The second value is the “energy” score of the classification, from 0 – 2, higher being better. This is a measure of the distance between the target object and the identified nearest neighbors.
The third value is Leliel’s confidence in the result, again on a 0 – 2 scale. This is based on how the identified nearest neighbors are classified.
The final value is the probability that the specified class is correct amongst the returned classes. (If there are multiple likely classes Leliel will suggest each and present their respective probabilities.)
Leliel doesn’t just provide results in the form of raw numbers, it also shows you how those numbers are generated by displaying the nearest neighbors to your query.
This information is presented just below the results section. To use this function, first select which classification you want to see. In our example we only have one classification available since Leliel was so confident in the results.
Leliel then presents the columns that were most important to determining the classification.
You can then select from the objects which were identified as the nearest neighbors to the query and see how they compare.
Testing and Optimizing Leliel
So how accurate is the Angel that we made? And how can we optimize an Angel to get the most accurate results? To answer these questions we use Fold Experiments and Grids.
Fold Experiments are a method of testing the accuracy of your Angel. They test portions of your data and report the Angels accuracy at various confidence levels.
Grids are multiple Fold Experiments, each run with a varied Angel Specifications set. You can use a Grid to find the ideal Angel Specifications for your classifier.
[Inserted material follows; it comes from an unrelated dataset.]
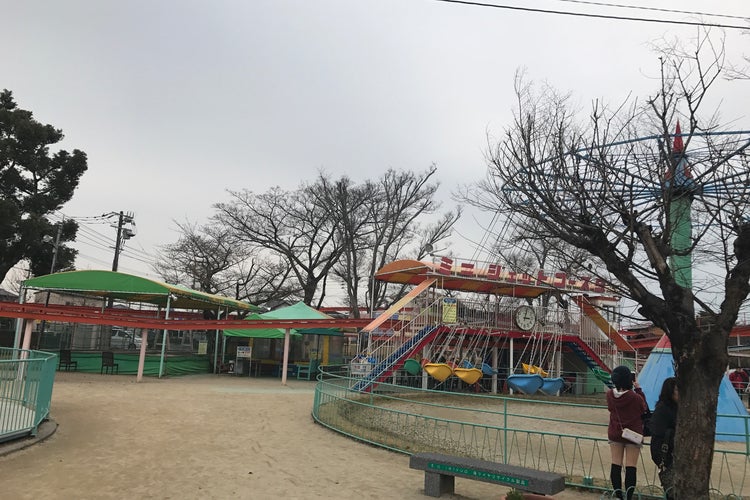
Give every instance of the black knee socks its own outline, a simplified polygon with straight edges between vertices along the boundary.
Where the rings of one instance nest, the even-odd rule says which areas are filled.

See the Grids And Fold Experiments Tutorial to learn how to apply these features to your Leliel Angel.
Leliel also accepts batch queries. A Leliel batch query takes a csv file containing unclassified objects and returns a csv file with those objects classified in the same result, score, confidence, class probability format as a standard query.
To run a batch query, select “Batch Query” from the “Angel Actions” dropdown next to the Angel on the “Your Angels” page.
Select the folder containing the file you wish to run a batch query on, name your output file, and specify an output folder. Then select “Execute Query”.
The status of your batch execution is visible at the bottom of the page. When the status is marked “Completed”, click the “Download Results” button to download the results.
Leliel is simMachines’ classification Angel; it assigns tags or labels to an object based on its characteristics. Built on the Ramiel k-nearest neighbor engine, Leliel predicts the value for an unknown vector in a queried object by identifying the most similar objects with known values for that vector. In addition to its unmatched performance, Leliel provides powerful optimization and accountability tools unseen on other platforms.